Researchers began by hiring and training eight local low-wage restaurant workers to conduct surveys, some of whom could only speak a few words of English themselves. These trainees in turn helped design the survey, and craft questions based on their personal experience. Survey results recorded delayed pay for starting employees, employers pocketing tips, and chefs opting for short sleeves, among other problems. The short sleeves puzzled UC and health department researchers for a while, as covering up arms can prevent injuries, but they just assumed it was because kitchens were so hot. But their trainees explained that Chinese male cooks consider burns and scars badges of distinction. “If you were planning an educational intervention in this case, it would fail if you didn’t understand this cultural reality,” says Minkler, a CCREC fellow.

Eventually, this research spawned a new low-wage worker bill of rights in San Francisco. Minkler and UC colleagues stood up in front of City Hall for the rally in spring 2011. “When you’re doing this kind of work with community partners, you commit for the long haul,” she says. “We agreed we would remain active, show up at hearings, do whatever it takes to be helpful.”

Her newest project, funded with a CCREC seed grant, will use the same model to assess health impacts, if any, from the proliferation of green cleaning products on housekeepers, janitors, hotel maids and hospital staff. Everyone assumes these products are safer than conventional cleaners, but there’s no data to back that up, says Minkler. 

The new project will hire and train those in the cleaning trades to survey co-workers about health and ergonomic effects: To date, the one main complaint seems to be the extra scrubbing necessary when using “natural” detergents, soaps and polishes. Professors and trainees also will be delving together into green chemistry — “co-learning,” as Minkler calls it, from both experts and users.

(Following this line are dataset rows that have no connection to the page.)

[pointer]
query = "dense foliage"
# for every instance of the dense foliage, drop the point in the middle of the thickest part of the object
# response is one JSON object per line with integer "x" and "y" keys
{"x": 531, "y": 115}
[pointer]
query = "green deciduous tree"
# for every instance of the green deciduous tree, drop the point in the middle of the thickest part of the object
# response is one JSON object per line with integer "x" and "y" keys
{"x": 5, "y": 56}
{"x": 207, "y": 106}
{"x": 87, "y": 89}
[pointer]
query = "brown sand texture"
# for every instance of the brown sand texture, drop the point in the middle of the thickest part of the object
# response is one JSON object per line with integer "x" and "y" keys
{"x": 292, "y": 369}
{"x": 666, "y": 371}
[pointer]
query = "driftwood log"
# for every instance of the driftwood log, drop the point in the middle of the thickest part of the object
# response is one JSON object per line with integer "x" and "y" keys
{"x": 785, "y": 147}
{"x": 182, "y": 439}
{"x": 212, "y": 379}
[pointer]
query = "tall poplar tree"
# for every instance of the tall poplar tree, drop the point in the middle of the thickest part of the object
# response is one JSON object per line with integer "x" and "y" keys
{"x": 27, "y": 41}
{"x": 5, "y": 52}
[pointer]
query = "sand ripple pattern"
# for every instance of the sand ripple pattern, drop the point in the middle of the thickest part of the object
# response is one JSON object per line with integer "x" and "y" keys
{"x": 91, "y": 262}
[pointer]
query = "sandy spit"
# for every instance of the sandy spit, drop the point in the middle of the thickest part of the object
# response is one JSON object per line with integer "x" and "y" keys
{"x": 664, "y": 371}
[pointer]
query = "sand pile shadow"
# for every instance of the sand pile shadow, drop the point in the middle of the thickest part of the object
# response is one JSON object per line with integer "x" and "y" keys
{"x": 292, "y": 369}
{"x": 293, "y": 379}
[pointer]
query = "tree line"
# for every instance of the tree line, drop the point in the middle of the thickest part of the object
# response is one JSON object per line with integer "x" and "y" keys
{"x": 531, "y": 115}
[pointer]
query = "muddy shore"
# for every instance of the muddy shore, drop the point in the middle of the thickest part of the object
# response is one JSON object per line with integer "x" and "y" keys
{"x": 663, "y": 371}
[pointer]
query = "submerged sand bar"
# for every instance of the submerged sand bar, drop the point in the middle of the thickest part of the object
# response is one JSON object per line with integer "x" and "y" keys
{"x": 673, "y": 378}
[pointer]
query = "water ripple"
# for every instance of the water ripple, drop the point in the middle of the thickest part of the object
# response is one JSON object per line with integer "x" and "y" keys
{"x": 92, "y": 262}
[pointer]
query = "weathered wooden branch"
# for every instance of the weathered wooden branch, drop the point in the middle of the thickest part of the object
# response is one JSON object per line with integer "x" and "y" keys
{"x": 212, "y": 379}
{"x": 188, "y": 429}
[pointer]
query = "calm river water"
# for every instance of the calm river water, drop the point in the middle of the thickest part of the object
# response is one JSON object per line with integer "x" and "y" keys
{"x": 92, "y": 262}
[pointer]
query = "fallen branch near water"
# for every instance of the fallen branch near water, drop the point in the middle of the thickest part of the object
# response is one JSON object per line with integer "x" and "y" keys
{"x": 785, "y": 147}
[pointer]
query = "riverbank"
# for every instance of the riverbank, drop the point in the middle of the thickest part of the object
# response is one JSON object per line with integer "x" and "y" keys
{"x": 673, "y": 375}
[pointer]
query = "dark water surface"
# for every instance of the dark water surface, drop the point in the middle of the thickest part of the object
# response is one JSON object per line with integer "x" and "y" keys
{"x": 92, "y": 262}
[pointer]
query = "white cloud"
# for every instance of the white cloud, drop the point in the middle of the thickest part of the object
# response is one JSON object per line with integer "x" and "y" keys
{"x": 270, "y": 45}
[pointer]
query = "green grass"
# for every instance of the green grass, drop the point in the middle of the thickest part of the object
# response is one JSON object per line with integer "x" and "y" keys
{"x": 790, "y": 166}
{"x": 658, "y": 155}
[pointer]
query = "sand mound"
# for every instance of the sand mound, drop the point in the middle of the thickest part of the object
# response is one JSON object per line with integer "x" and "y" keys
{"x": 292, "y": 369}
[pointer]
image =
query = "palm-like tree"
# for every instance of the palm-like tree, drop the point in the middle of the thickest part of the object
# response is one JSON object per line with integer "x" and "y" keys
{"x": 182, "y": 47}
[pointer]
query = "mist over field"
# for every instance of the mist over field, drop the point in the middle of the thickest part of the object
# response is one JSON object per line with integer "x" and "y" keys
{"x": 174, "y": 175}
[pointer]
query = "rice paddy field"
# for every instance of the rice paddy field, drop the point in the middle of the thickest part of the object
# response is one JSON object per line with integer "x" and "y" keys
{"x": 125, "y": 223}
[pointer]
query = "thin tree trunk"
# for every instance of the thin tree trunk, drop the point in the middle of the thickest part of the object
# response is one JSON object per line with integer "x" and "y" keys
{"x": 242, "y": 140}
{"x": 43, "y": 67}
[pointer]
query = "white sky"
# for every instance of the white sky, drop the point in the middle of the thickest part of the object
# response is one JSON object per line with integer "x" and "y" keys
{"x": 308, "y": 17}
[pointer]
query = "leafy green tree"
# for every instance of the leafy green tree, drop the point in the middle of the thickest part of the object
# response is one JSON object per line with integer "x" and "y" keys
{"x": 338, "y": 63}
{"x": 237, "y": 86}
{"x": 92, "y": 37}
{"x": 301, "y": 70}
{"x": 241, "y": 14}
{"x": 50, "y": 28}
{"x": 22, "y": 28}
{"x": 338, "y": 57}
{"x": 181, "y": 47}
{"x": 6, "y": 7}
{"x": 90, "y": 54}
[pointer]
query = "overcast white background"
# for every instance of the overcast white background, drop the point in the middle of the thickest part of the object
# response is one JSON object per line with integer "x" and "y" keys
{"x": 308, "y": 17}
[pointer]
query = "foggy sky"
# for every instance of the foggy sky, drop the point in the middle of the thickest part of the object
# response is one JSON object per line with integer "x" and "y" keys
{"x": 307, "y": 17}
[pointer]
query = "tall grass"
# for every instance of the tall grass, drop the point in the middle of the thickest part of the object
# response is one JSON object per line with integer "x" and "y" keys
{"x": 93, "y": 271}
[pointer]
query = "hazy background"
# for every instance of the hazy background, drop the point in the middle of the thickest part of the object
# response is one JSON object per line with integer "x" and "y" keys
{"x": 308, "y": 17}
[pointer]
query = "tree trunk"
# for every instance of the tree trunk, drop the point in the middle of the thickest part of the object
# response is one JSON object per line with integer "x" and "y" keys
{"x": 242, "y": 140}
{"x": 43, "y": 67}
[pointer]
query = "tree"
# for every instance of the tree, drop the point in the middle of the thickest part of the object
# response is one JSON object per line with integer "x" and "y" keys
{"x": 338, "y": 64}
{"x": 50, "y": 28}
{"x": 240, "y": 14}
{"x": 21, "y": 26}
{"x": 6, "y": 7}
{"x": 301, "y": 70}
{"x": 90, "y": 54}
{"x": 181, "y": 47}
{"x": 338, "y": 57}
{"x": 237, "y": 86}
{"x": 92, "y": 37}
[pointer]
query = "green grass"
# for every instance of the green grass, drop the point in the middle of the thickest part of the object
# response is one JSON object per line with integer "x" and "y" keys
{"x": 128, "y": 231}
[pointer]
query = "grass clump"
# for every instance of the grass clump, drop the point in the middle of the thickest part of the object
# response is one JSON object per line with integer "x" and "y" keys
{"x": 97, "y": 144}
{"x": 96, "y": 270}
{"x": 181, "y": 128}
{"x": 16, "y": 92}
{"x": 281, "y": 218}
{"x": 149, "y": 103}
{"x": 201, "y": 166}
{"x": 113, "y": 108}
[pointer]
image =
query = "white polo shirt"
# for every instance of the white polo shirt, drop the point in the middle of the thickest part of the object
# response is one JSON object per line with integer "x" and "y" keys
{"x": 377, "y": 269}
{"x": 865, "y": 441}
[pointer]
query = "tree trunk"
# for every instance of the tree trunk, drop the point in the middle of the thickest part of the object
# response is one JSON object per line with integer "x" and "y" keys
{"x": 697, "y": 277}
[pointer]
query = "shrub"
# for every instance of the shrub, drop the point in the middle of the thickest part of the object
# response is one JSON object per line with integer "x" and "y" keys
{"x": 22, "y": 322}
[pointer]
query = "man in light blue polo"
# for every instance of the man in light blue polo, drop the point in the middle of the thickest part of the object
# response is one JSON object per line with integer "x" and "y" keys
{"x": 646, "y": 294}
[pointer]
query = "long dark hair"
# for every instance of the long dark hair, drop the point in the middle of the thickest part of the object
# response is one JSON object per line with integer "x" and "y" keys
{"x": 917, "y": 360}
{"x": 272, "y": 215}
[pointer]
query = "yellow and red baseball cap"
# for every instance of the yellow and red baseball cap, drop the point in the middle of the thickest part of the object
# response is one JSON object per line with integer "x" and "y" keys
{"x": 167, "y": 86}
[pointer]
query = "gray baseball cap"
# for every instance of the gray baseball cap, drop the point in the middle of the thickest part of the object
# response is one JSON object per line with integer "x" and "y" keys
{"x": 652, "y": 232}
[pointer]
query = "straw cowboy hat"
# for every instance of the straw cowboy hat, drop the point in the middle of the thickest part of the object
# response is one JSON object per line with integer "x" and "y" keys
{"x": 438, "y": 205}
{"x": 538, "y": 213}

While these small seed projects have been sprouting around the state, CCREC has been tending to home base — setting up a governing council, looking for money, exploring partnerships with powerful businesses such as IBM. An RFP for a second round of seed projects is in the offing.

Meanwhile, Glass is pounding the pavement, talking about truth, ethics, equity and long-term thinking. “We’re in the midst of a crisis in truth,” says Glass. “Universities have always been committed to truth, but in a neutral way.  I think the university now has a public service responsibility to become a gateway to reliable, equity-oriented information about issues of public concern. That’s what CCREC is trying to do, create new public learning processes.”